How to Scrape Web Pages With Cheerio in Node.js
Cheerio is a fast and lightweight DOM (Document Object Model) manipulation library for Node.js, designed for server-side operations. It provides a jQuery-like API for parsing and manipulating HTML, making it an excellent choice for web scraping tasks. Built on htmlparser2, Cheerio offers robust APIs for extracting data and parsing HTML efficiently.
Key Features and Use Cases
- Traversing and parsing HTML documents
- Extracting specific elements from content
- Manipulating DOM elements on the server side
Important Distinctions
- Cheerio does not interpret the result as a web browser does.
- It does not produce a visual rendering, apply CSS, load external resources, or execute JavaScript.
- These limitations make Cheerio much faster than other solutions.
Unlike browser-based tools like Puppeteer, Cheerio doesn’t render JavaScript but focuses on parsing static HTML, making it ideal for scenarios where speed and efficiency are critical.
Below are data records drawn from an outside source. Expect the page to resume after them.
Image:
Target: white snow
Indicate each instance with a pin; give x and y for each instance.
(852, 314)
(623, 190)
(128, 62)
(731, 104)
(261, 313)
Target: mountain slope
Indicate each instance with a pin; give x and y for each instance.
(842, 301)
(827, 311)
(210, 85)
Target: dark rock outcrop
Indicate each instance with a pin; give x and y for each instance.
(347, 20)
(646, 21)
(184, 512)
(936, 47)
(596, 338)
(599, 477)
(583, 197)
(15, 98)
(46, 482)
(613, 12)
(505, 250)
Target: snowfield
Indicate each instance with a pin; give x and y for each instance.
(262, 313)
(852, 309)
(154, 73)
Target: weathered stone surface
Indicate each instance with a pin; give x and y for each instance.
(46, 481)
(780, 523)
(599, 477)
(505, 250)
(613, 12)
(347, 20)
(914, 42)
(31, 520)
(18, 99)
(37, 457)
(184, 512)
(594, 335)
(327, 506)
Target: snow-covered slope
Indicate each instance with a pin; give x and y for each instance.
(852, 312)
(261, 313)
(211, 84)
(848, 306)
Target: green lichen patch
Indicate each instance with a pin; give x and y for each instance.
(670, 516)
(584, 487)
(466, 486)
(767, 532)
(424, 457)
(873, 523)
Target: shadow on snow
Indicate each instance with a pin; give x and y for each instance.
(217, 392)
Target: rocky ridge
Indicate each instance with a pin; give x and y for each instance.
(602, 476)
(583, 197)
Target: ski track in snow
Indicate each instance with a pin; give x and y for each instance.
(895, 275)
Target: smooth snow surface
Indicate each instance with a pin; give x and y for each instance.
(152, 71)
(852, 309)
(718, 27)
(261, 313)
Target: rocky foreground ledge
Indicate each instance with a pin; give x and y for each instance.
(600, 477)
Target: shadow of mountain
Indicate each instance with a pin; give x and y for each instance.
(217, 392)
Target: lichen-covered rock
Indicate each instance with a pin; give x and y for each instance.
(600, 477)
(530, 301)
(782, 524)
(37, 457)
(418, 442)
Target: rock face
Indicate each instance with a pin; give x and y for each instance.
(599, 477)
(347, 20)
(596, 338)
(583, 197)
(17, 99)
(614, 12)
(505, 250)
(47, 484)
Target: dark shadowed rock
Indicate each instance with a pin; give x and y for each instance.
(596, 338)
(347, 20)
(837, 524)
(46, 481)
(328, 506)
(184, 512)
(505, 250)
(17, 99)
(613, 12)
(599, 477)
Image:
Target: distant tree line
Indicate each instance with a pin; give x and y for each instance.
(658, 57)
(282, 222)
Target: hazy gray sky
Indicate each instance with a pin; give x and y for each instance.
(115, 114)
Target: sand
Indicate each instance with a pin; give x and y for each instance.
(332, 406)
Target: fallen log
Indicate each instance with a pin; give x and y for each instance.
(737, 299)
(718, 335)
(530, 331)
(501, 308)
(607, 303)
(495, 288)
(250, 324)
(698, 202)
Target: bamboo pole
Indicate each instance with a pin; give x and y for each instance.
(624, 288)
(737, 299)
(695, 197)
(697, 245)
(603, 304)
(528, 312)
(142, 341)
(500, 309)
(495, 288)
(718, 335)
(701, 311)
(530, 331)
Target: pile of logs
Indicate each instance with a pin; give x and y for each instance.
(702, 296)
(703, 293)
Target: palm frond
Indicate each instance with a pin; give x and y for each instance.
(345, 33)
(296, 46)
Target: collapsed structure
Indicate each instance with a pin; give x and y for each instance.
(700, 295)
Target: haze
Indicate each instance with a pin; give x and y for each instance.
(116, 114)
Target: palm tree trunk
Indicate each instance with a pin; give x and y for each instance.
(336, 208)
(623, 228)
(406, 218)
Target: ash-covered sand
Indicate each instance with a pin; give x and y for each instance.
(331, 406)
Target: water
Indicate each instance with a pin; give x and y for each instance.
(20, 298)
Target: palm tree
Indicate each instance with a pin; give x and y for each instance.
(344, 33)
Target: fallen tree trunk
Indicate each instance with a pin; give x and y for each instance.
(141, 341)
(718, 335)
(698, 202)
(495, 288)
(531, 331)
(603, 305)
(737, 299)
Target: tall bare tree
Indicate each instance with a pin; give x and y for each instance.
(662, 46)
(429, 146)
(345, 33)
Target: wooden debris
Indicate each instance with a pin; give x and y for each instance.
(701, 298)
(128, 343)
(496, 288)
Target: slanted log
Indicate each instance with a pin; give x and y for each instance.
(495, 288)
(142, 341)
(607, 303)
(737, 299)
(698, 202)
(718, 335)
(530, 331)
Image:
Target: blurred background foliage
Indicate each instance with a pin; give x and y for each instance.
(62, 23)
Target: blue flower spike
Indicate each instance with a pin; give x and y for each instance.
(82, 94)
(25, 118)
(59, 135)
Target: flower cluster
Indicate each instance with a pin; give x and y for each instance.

Note: If your use case requires functionality like JavaScript execution, CSS rendering, or browser automation, consider alternatives such as Puppeteer, Playwright, or JSDom (DOM emulation project).
Setting Up the Development Environment
Dependencies
Before you begin web scraping with Cheerio, ensure you have Node.js installed on your system. Once Node.js is set up, you’ll use npm
(Node Package Manager) to install the required packages for your project.
npm init -y # Initialize a new Node.js project
npm install cheerio axios # Install Cheerio and Axios for making HTTP requests
In this guide, we’ll be using the following Node.js libraries:
- Axios: A promise-based HTTP client for making requests in both browser and Node.js environments.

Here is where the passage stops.